1967 ushered in the defeat by Israel of its Arab neighbors and the occupation of new territories with Arab populations. That same year, SNCC, the Student Non-Violent Coordinating Committee, published an article in its newsletter denouncing Zionism and charging the Israelis with inflicting atrocities upon the Arabs. This was a major speedbump for the Grand Alliance, but Black Power ideology was rapidly changing the thinking not only of Black America but of the anti-Establishment generation of students, anti-war protestors, hippies, and dropouts. Nonetheless, the major Black organizations -- the NAACP and King's Southern Christian Leadership Conference -- dissociated themselves from Black Power, and the Alliance saw major victories and advances in the Civil Rights Movement. However, the following decades brought plenty of shocks: Whites, a disproportionately high number of them Jewish -- were expelled from SNCC in 1968. That same year, a New York City teachers' strike pitted a predominantly Jewish United Federation of Teachers against the Black Ocean Hill Brownsville school districts. Before the century was over, Louis Farrakhan, the new leader of the Nation of Islam, gained notoriety for his antisemitic remarks; Jesse Jackson referred to New York City as "Hymitetown" during a presidential campaign, and Andrew Young, President Carter's ambassador to the U.N. was forced to resign because he had held an unauthorized meeting with an official from the Palestinian Liberation Organization. The spectacular three-day Crown Heights riots of 1991 drove the final nail in the coffin. Though nobody held a funeral, the Grand Alliance was dead.


It's interesting that the first rupture was over the Arab-Israeli conflict. Given how important Jews were to the Civil Rights movement, siding with Palestine seemed like an act of folly, and indeed, SNCC disappeared soon after its Jewish supporters stopped donating money. However, SNCC's analysis of the Mideast conflict was one of the first to define that history as a critique of Western colonialism, deploying a Third World analysis rather than the "fellow sufferer" perspective of American discourse. It was financially foolish but ideologically consistent with the liberation theology of Black Power. When, nine years later, the United Nations passed a resolution equating Zionism with racism, the battle for the hearts and minds of progressives had been long lost. Unless you were Jewish or an American foreign policy official, you could not support Israel. And that was especially true for Blacks when they learned that Israel had allied itself with the white apartheid regime of South Africa in the 1980s.

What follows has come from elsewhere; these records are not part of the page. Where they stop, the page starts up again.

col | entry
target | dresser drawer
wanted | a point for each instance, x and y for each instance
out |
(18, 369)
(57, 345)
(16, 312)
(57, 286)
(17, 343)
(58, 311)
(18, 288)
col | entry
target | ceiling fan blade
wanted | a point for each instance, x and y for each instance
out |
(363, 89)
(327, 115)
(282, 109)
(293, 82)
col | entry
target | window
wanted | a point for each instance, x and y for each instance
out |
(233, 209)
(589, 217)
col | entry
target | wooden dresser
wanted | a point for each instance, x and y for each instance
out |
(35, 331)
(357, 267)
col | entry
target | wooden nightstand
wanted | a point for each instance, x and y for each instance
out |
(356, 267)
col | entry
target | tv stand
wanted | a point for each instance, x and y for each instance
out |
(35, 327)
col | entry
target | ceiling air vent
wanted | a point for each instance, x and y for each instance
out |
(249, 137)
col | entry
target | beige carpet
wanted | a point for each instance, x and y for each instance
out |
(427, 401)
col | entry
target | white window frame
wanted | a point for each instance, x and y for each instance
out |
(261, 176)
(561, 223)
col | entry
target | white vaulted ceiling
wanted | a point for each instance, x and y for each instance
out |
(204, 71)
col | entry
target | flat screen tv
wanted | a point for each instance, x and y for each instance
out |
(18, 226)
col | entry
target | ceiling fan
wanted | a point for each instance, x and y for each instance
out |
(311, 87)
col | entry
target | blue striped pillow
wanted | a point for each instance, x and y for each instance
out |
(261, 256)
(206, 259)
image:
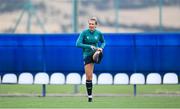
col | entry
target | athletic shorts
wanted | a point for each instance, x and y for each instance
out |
(89, 59)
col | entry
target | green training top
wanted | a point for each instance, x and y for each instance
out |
(88, 38)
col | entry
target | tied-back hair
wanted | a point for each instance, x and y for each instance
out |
(94, 19)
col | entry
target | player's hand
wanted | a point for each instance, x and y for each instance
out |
(93, 47)
(100, 49)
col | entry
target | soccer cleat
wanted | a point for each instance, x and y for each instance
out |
(89, 99)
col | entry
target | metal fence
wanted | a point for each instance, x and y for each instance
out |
(67, 16)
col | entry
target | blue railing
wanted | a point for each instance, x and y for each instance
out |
(134, 52)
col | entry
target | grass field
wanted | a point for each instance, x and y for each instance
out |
(160, 97)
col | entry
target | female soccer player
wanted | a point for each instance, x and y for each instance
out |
(89, 41)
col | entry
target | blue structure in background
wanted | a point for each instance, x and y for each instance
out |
(135, 52)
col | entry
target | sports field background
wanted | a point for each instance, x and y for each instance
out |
(105, 96)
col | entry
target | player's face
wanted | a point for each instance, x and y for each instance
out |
(92, 25)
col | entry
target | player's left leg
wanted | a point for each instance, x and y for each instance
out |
(89, 72)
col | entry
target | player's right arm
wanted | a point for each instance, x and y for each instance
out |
(79, 42)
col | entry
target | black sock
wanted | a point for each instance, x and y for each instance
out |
(89, 87)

So here we are again, and nothing has changed since 1967. The Los Angeles chapter of Black Lives Matter posted the following statement on Instagram after the October 7 massacre: "When a people have been subject to decades of apartheid and unimaginable violence, their resistance must not be condemned.” To be fair, this one chapter of BLM doesn't speak for all African Americans (who does?), but it's probably close to what a lot of them think. Although the analysis is not wrong, the conclusion does not follow and is a little short of catastrophic. Of course, we should condemn the slaughter of 1400 Israelis, the greatest one-day death toll in Jewish history since the Holocaust. Alas, it appears that all the king's horses and all the king's men will never be able to resurrect the Grand Alliance. And that's a pity because the two groups have more that should unite them than what divides them.